02-25-2013 12:51 AM
Hi all,
I have a client that experiences high CPU usage on a pair of C4510Rs at random times. The issue causes their HSRP to flap which in turn causes network outages. It only seems to occur for around 10 to 15 minutes and by the time I am called to look into the problem it has passed. I suspect it is some type of traffic that is being CPU punted and is overloading the CPU and I would like to collect some CPU stats and CPU packet captures while the problem is occuring to further troubleshoot.

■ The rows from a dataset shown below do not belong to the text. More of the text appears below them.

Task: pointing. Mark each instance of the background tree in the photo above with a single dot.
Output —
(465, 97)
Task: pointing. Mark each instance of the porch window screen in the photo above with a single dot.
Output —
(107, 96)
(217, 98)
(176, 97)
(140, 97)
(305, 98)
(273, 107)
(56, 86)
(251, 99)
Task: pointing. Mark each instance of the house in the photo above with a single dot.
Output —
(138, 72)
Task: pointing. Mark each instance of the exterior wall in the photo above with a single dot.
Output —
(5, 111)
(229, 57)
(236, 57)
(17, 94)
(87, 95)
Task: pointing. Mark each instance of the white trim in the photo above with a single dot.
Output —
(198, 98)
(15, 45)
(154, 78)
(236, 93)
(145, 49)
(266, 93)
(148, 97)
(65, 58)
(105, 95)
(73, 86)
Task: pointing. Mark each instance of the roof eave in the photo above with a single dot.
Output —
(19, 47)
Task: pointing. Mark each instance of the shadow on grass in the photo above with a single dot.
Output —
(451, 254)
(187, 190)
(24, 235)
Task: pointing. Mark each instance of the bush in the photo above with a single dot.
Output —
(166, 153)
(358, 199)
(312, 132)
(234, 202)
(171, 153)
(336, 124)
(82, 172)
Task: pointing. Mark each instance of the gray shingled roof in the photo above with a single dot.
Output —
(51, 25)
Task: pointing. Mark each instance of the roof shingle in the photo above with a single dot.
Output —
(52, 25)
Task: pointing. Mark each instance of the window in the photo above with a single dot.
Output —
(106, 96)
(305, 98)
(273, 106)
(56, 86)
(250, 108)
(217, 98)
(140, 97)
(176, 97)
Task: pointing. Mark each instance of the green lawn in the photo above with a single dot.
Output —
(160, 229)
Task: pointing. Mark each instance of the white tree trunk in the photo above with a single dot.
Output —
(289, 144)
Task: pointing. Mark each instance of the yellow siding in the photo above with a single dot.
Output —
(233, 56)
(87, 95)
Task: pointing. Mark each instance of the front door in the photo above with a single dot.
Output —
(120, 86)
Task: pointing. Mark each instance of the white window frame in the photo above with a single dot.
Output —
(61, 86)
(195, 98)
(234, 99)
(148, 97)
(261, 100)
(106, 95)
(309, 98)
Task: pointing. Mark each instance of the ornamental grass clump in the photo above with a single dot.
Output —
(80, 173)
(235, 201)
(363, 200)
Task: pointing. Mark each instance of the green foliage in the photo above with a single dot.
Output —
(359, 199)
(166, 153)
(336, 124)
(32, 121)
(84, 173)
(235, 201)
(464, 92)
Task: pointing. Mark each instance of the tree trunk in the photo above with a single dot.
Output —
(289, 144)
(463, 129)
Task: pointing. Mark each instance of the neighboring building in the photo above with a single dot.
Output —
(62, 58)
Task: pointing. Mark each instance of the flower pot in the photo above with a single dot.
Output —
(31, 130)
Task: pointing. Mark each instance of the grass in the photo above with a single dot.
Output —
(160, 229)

I used a previous C4510R EEM script (https://supportforums.cisco.com/thread/2065177) as a template and created the following script:
event manager applet cpu_stats
event snmp oid 1.3.6.1.4.1.9.9.109.1.1.1.1.3.1 get-type exact entry-op ge entry-val "70" exit-op lt exit-val "70" poll-interval 5 maxrun 300
action 1.01 syslog msg "------HIGH CPU DETECTED----, CPU: $_snmp_oid_val %"
action 1.02 cli command "enable"
action 1.03 cli command "show clock | append bootflash:cpu_stats"
action 1.04 cli command "show proc cpu sort | append bootflash:cpu_stats"
action 1.05 cli command "show platform health | append bootflash:cpu_stats"
action 1.06 cli command "debug platform packet all count"
action 1.07 cli command "show platform cpu packet statistics | append bootflash:cpu_stats"
action 1.08 cli command "show proc cpu history | append bootflash:cpu_stats"
action 1.09 cli command "debug platform packet all receive buffer"
action 1.10 cli command "show platform cpu packet buffered | append bootflash:cpu_stats"
action 1.11 cli command "show proc cpu sort | append bootflash:cpu_stats"
action 1.12 cli command "show platform cpu packet statistics | append bootflash:cpu_stats"
action 1.13 cli command "Show proc cpu history | append bootflash:cpu_stats"
action 1.14 cli command "show platform cpu packet buffered | append bootflash:cpu_stats"
action 1.15 cli command "show log | append bootflash:cpu_stats"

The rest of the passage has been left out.